The core population of Eulychnia chorosensis is found in the Llanos de Choros where it forms low growing clumps on the windswept sandy plain (Fig. 7). This taxon is clearly closely related to Eulychnia acida and it shares with it large white felted areoles, strong spination and flower position on the stem (Fig. 8). However they differ in stature and the flower tube on Eulychnia chorosensis is consistently covered in dense dark brown hairs. This is not a typical feature of Eulychnia acida but some Eulychnia acida populations do have a degree of wool on the flower tube. Eulychnia chorosensis grows as far north as the Río Huasco and inland from the Llanos de Choros. In these inland localities some intergradation with Eulychnia acida occurs and Eulychnia chorosensis genes may be the source of the dark wool on the flower tube (Figures 9, 10).
6
A seedling of Eulychnia taltalensis, PH255.02, from the coast between Punta Plata and Paposo, at 40m, in cultivation, displaying the brown areole felt.
7
Taken on 21 October 2004 in the Llanos de Choros, this picture captures the first time that the author (PK) observed Eulychnia taltalensis in habitat and started the search for its identity.
8
The sprawling stems are only found in the genus for E. chorosensis and E. castanea, which grows farther south, from Los Molles to Tongoy. Picture taken on 5 November 2007, on Isla Chañaral, just south of the Llanos de Choros, and part of the Humboldt Penguin National Reserve. Inset The large felted areoles and the ‘more bristly than E. acida - less woolly than E. breviflora or E. iquiquensis’ buds.
9
These images of Eulychnia chorosensis were taken on 6 November 2006 at Punta Choros, and show the bristly hypanthium.

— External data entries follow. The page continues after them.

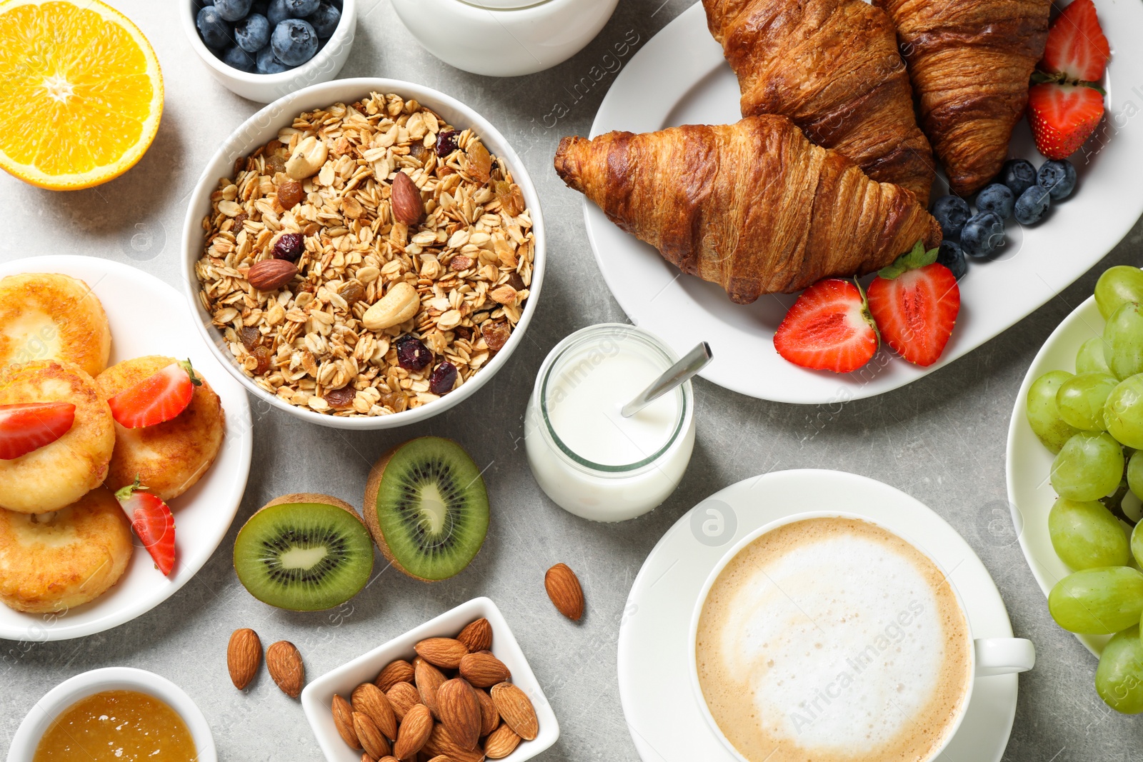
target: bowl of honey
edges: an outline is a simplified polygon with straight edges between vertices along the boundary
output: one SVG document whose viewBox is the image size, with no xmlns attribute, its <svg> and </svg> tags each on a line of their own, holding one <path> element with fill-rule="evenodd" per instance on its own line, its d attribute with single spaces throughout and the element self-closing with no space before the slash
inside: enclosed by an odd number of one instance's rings
<svg viewBox="0 0 1143 762">
<path fill-rule="evenodd" d="M 65 680 L 21 723 L 8 762 L 217 762 L 210 727 L 183 689 L 131 667 Z"/>
</svg>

Eulychnia chorosensis geographical range is interesting and worthy of comment. It is centred on the coastal Llano de Choros, but it extends up into the hills south of the Río Huasco. Throughout this range Eulychnia breviflora is absent and it appears Eulychnia chorosensis completely replaces this species and splits Eulychnia breviflora into two disjunct populations separated by approximately 90km. At the northern boundary of the two species on hills adjacent to the Río Huasco both species have been seen together but the overlap is very small. The Río Huasco appears to be a natural boundary between Eulychnia chorosensis and the northern population of Eulychnia breviflora.
Seedlings of Eulychnia chorosensis (Fig. 11) are very similar-looking to Eulychnia acida and they cannot be separated at that stage.